Indeed, it's already the case that I read piles of wedding announcements in the newspaper every week between people with Spanish surnames and English, or other, names. These cultures are already mixing at an extremely rapid rate, and not just in terms of marriage, but culture.  Some time ago I attended something at Mass where a person self identified as Hispanic, but who would have been impossible to identify that way by appearance, and this is becoming the absolute norm.  Hispanic last names are rapidly only indicating ethnic heritage and not race, and usually mixed American ethnic heritage, the same way Irish, German or Italian last names do.  Hispanics may have been a strongly identifiable minority in many places, and indeed they still are, but they're rapidly entering the mainstream and vice versa, the latter being an interesting process we rarely think of.  Just as minority cultures pick up and adopt large parts of the majority culture, the majority culture adopts parts of the minority culture as well.  Across the street from my office, for example, there's a Mexican restaurants that's really Mexican.  It's very popular with local Hispanics, but most days at noon, any more, it's swamped with everyone else.  An establishment that started off being patronized mostly by members of its own culture now no longer is, even though it hasn't changed a bit.  Restaurants are, of course, a superficial example, but it's also interesting how many people now celebrate Cinqo De Mayo in some fashion, and Our Lady of Guadalupe is celebrated at Catholic parishes everywhere.
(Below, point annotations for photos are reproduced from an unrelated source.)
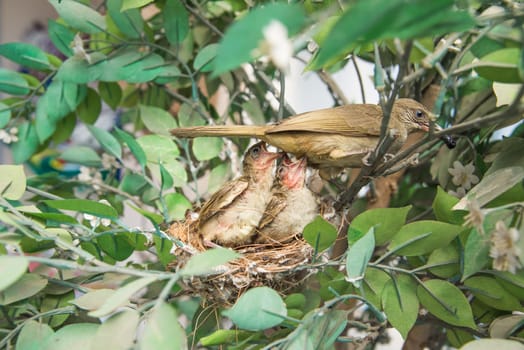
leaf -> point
(177, 205)
(32, 335)
(476, 254)
(111, 93)
(72, 336)
(320, 234)
(81, 155)
(13, 83)
(490, 344)
(207, 262)
(490, 292)
(443, 208)
(162, 330)
(206, 148)
(12, 181)
(386, 221)
(176, 21)
(446, 302)
(94, 299)
(257, 309)
(79, 16)
(84, 206)
(118, 332)
(400, 303)
(26, 55)
(205, 57)
(121, 296)
(61, 36)
(358, 257)
(133, 145)
(157, 120)
(27, 286)
(107, 141)
(422, 237)
(244, 35)
(128, 21)
(27, 144)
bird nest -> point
(279, 266)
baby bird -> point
(231, 215)
(292, 206)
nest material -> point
(277, 266)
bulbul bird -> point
(231, 215)
(331, 138)
(292, 206)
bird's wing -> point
(350, 120)
(222, 198)
(275, 206)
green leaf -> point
(245, 35)
(61, 36)
(162, 330)
(205, 57)
(490, 292)
(118, 332)
(400, 303)
(111, 93)
(476, 254)
(129, 21)
(32, 335)
(176, 21)
(133, 145)
(206, 148)
(79, 16)
(358, 257)
(121, 296)
(157, 120)
(446, 302)
(72, 336)
(500, 65)
(442, 207)
(11, 269)
(422, 237)
(386, 221)
(26, 55)
(27, 143)
(177, 205)
(81, 155)
(12, 181)
(206, 262)
(84, 206)
(320, 234)
(13, 83)
(107, 141)
(27, 286)
(89, 109)
(257, 309)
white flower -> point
(463, 175)
(503, 250)
(277, 45)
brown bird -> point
(292, 206)
(330, 138)
(232, 213)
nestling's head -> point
(292, 174)
(258, 158)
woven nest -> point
(277, 266)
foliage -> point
(75, 274)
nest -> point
(278, 266)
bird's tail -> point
(221, 130)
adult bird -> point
(331, 138)
(229, 217)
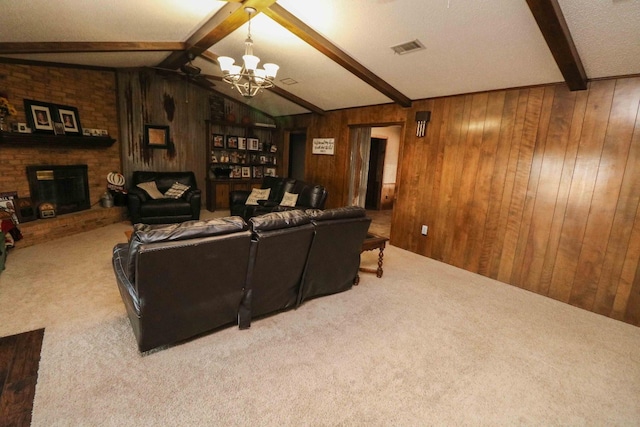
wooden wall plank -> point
(521, 183)
(498, 178)
(482, 187)
(528, 223)
(515, 137)
(547, 189)
(564, 186)
(464, 215)
(581, 192)
(621, 182)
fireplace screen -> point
(67, 187)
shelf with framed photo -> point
(239, 155)
(52, 140)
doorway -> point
(377, 153)
(374, 155)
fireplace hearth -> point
(67, 187)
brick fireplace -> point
(93, 93)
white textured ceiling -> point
(470, 45)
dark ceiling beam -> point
(550, 19)
(84, 47)
(313, 38)
(228, 19)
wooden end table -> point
(371, 242)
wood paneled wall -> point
(146, 98)
(536, 187)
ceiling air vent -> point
(408, 47)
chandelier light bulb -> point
(248, 79)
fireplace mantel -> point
(36, 139)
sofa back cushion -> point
(310, 195)
(148, 233)
(164, 180)
(277, 220)
(336, 213)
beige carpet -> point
(428, 344)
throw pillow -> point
(151, 189)
(176, 191)
(289, 199)
(257, 194)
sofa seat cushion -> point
(151, 189)
(176, 191)
(165, 207)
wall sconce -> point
(422, 117)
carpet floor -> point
(426, 344)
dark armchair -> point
(144, 208)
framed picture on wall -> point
(39, 115)
(156, 136)
(69, 118)
(218, 140)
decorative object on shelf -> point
(222, 172)
(6, 110)
(20, 128)
(253, 144)
(7, 204)
(248, 79)
(156, 136)
(58, 128)
(232, 141)
(218, 140)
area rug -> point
(19, 361)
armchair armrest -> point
(238, 197)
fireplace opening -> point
(67, 187)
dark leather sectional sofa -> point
(181, 280)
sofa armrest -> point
(238, 197)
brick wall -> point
(93, 93)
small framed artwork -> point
(69, 118)
(156, 136)
(232, 141)
(253, 143)
(39, 115)
(58, 128)
(236, 172)
(218, 140)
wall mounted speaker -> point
(422, 118)
(25, 210)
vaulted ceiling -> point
(337, 54)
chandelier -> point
(248, 79)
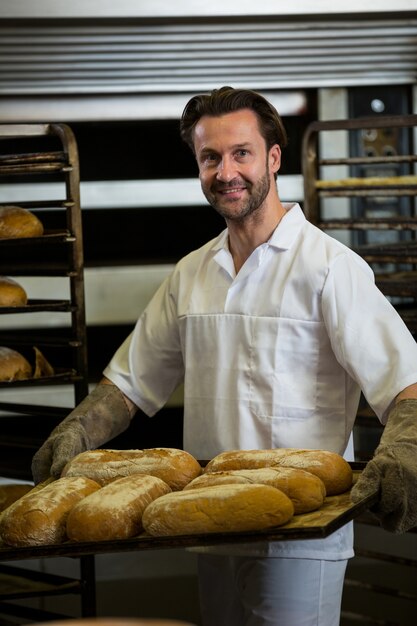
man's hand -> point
(102, 415)
(392, 473)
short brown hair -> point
(227, 100)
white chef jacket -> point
(274, 356)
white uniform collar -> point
(283, 236)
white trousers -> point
(252, 591)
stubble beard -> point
(257, 194)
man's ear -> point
(274, 158)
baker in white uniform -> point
(274, 328)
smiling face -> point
(236, 170)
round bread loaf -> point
(175, 467)
(11, 293)
(11, 492)
(114, 512)
(305, 490)
(16, 223)
(330, 467)
(40, 518)
(13, 365)
(220, 508)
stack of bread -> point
(116, 494)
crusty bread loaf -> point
(11, 293)
(40, 517)
(13, 365)
(220, 508)
(115, 512)
(330, 467)
(175, 467)
(305, 490)
(17, 222)
(11, 492)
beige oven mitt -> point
(102, 415)
(392, 472)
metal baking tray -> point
(335, 513)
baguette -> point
(220, 508)
(305, 490)
(115, 511)
(40, 516)
(330, 467)
(175, 467)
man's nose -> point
(226, 170)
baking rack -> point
(383, 179)
(46, 154)
(57, 253)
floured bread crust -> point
(175, 467)
(40, 517)
(13, 365)
(11, 492)
(11, 293)
(115, 512)
(220, 508)
(330, 467)
(17, 222)
(305, 490)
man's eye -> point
(209, 159)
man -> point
(274, 327)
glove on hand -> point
(102, 415)
(393, 471)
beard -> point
(239, 209)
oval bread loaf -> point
(221, 508)
(40, 517)
(13, 365)
(11, 492)
(17, 222)
(11, 293)
(115, 512)
(305, 490)
(175, 467)
(330, 467)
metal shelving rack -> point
(386, 239)
(57, 253)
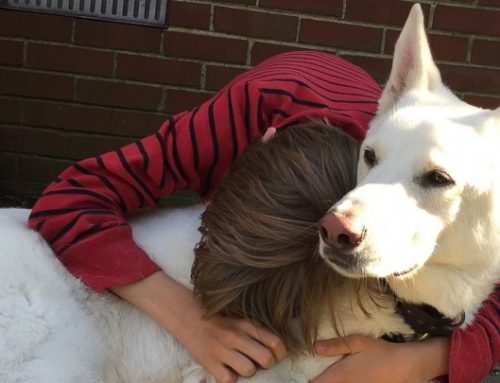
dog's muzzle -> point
(341, 232)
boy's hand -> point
(225, 347)
(374, 360)
(228, 347)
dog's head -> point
(427, 171)
(258, 257)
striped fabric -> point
(81, 212)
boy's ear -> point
(412, 65)
(268, 134)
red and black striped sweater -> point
(81, 214)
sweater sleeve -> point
(81, 213)
(475, 350)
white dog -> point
(424, 216)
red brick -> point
(90, 119)
(203, 47)
(180, 100)
(245, 2)
(117, 36)
(165, 71)
(19, 139)
(471, 79)
(378, 68)
(262, 51)
(255, 24)
(189, 15)
(10, 110)
(69, 59)
(489, 102)
(218, 76)
(118, 94)
(11, 52)
(32, 84)
(35, 26)
(469, 20)
(444, 47)
(388, 12)
(338, 35)
(318, 7)
(40, 169)
(493, 3)
(486, 52)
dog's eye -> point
(436, 178)
(370, 157)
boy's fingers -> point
(240, 363)
(223, 374)
(267, 338)
(334, 373)
(256, 351)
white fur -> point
(450, 234)
(53, 329)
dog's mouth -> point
(405, 272)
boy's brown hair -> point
(258, 257)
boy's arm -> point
(475, 350)
(81, 213)
(219, 344)
(467, 357)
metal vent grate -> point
(151, 12)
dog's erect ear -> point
(412, 66)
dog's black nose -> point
(339, 231)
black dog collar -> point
(425, 321)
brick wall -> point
(71, 88)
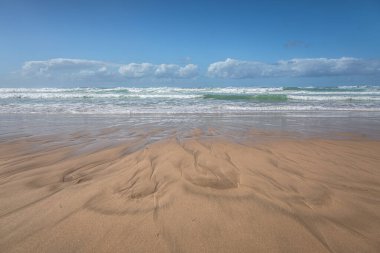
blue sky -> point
(189, 43)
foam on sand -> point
(192, 194)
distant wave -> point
(257, 98)
(123, 100)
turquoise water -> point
(171, 100)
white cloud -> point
(307, 67)
(66, 67)
(136, 70)
(78, 69)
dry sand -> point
(189, 195)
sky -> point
(189, 43)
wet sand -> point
(197, 191)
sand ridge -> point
(193, 194)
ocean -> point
(172, 100)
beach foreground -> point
(195, 192)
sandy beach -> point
(197, 191)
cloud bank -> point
(66, 71)
(307, 67)
(63, 68)
(136, 70)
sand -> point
(194, 194)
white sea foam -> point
(136, 100)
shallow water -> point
(157, 126)
(189, 100)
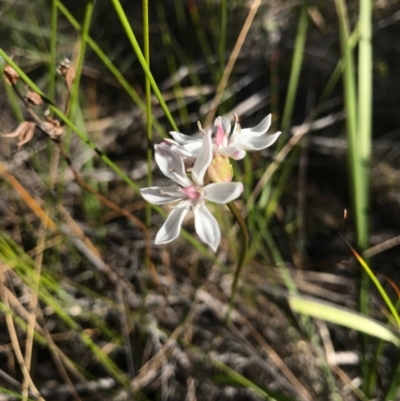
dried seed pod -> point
(67, 70)
(53, 128)
(11, 75)
(24, 132)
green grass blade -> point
(135, 45)
(53, 50)
(344, 317)
(297, 60)
(112, 68)
(79, 63)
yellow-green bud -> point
(220, 170)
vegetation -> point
(300, 301)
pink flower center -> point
(220, 135)
(191, 192)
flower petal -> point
(207, 227)
(162, 195)
(203, 160)
(226, 124)
(222, 192)
(172, 226)
(256, 142)
(233, 151)
(171, 164)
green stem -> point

This doesn't mean that any one ethnic group doesn't have its own unique cultural aspects to it, of course. But the differences in culture do decline over time. St. Patrick's Day, for example, is still a serious day with strongly Catholic Irish Americans, but it's also a national party for those looking for one.  Cinqo De Mayo has already gone from being a date somewhat remembered in Mexico as the anniversary of a battle against the French, to being an excuse to have Mexican food.  Columbus Day still brings out Italian Americans in some parts of the country, but in most regions they ignore it like everyone else.  And of course the American habit of intermarriage means that after awhile everyone is pretty much everything.

This doesn't mean that we've now entered racial bliss, where nobody is a racist. That's obviously not true. And cultural differences between different groups of Americans still exist, with most being harmless.  But what it probably means is that the country ought to really focus on persistent poverty in some of the ethnic groups long burdened with it, as that poverty is a principal source of remaining racism.  Taking that on won't be easy, but it has to be done.  Included with that, are some pretty hard and difficult decisions, which the country generally hasn't been too willing to undertake recently.